In the short-term, Atkinson is heartened that many of the parties to the now-defunct KBRA have re-affirmed a commitment to get the dams torn out in a way that circumvents any involvement from Congress. (At the end of February, the states of California and Oregon, energy company Pacific Power—which owns the dams— along with the Yurok, Hoopa, and Klamath Tribes, all signed an agreement to continue working toward Klamath dam removal.) For the long term, any conversation with Atkinson about future plans includes his desire to get back into public service. For the time being, though, his stalwart belief in good government, that politicians should serve not only at the will of the people, but for their general welfare, seems a hindrance to getting back into the game. This predicament doesn’t seem to discourage him much. “I swing for steelhead, which means I’m always looking downstream,” he says. “Thinking of this miraculous fish that has swam from maybe Japan to my hand. When I’m in the river, I’m thinking not about what is, but what should be.”
Saving the Klamath has become Atkinson’s singular, full-time mission. “There’s no back-up plan for me,” he says. “If you’re gonna change the world, you have to be in a hundred percent.”
I truly believe the Klamath will become a sewer with the dams gone…

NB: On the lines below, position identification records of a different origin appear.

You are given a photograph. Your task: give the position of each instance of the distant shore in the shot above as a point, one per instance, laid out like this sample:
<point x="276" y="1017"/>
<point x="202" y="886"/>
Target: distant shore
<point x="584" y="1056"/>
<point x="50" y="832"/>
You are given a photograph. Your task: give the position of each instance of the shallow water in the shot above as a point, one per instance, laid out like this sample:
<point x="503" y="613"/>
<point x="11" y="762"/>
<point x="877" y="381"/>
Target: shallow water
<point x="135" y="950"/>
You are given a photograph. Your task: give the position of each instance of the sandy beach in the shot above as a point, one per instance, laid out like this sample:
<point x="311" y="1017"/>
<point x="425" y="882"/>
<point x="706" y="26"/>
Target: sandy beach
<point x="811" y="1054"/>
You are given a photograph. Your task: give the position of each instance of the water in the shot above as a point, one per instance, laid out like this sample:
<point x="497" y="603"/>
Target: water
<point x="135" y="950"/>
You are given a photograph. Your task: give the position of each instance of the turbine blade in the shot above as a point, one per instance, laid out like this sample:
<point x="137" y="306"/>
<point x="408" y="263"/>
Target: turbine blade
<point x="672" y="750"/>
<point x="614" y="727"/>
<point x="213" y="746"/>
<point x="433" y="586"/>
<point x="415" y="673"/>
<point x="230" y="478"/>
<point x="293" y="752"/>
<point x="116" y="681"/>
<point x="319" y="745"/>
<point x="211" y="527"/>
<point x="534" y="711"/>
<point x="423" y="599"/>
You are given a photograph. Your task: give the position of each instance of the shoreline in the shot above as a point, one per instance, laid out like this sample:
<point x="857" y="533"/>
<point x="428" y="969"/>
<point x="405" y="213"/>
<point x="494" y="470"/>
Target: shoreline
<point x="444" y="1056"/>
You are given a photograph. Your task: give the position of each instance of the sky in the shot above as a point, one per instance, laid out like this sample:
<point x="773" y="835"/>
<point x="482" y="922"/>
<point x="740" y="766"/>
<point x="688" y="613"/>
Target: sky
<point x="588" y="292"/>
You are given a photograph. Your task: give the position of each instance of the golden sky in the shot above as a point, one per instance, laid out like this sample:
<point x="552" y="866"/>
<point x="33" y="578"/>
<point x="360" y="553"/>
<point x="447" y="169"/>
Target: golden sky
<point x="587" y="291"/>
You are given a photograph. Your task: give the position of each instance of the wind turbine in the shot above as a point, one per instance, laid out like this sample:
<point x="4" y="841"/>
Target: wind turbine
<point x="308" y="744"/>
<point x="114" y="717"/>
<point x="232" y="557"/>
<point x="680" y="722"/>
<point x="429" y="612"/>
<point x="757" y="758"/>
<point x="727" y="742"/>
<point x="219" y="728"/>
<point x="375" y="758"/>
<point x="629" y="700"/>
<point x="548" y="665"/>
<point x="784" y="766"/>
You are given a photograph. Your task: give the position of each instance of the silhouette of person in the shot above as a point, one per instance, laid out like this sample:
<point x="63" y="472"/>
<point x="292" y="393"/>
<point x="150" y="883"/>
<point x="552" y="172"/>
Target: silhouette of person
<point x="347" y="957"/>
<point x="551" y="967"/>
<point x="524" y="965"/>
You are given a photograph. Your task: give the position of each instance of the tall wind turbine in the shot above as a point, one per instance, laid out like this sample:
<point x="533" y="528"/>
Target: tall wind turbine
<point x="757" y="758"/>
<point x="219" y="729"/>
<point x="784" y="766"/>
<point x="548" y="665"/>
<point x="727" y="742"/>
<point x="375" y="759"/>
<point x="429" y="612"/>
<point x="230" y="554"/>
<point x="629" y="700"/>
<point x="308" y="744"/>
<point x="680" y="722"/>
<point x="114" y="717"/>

Jason was way to honest to be in Politics! He really is an Amazing American! I wish we had more people in the World like Jason! I never would have thought of removing Dams would be a good idea! Then I watched the film. We messed that whole river system up! Thanks Jason for thinking of our kids future! You truly are a living legend! God Bless You and Your Family!
You need to see the film before you spew sewage of your own.
Great story about a great statesman in the Oregon tradition. Thank you Jason, Jeff et al.
Debra. I’m honored to be your friend, proud beyond belief and looking to your future to heal many conflicts.
Hey Butch what basis or factors do you have to support that belief? Just curious. You must be in agriculture or something related to have that opinion I would assume.
I don’t agree with Butch, but there is definitely the possibility of a noxious cocktail-mix of chemicals built up behind some of these dams. That said, almost every time a major dam has come down, there have been dire predictions about what would happen, especially as it pertains to the fish or the fishing. Going all the way back to the removal of dams on Oregon’s Sandy River–there was supposedly too much silt built up, etc, and it would “take years” for the steelhead and salmon to recover. It was closer to hours. Salmon and steelhead and rivers have proven time and time again that if we just give them the right opportunity to recover, they will. A clean, clear, Klamath will take some time, but it will happen. The river itself will see to that.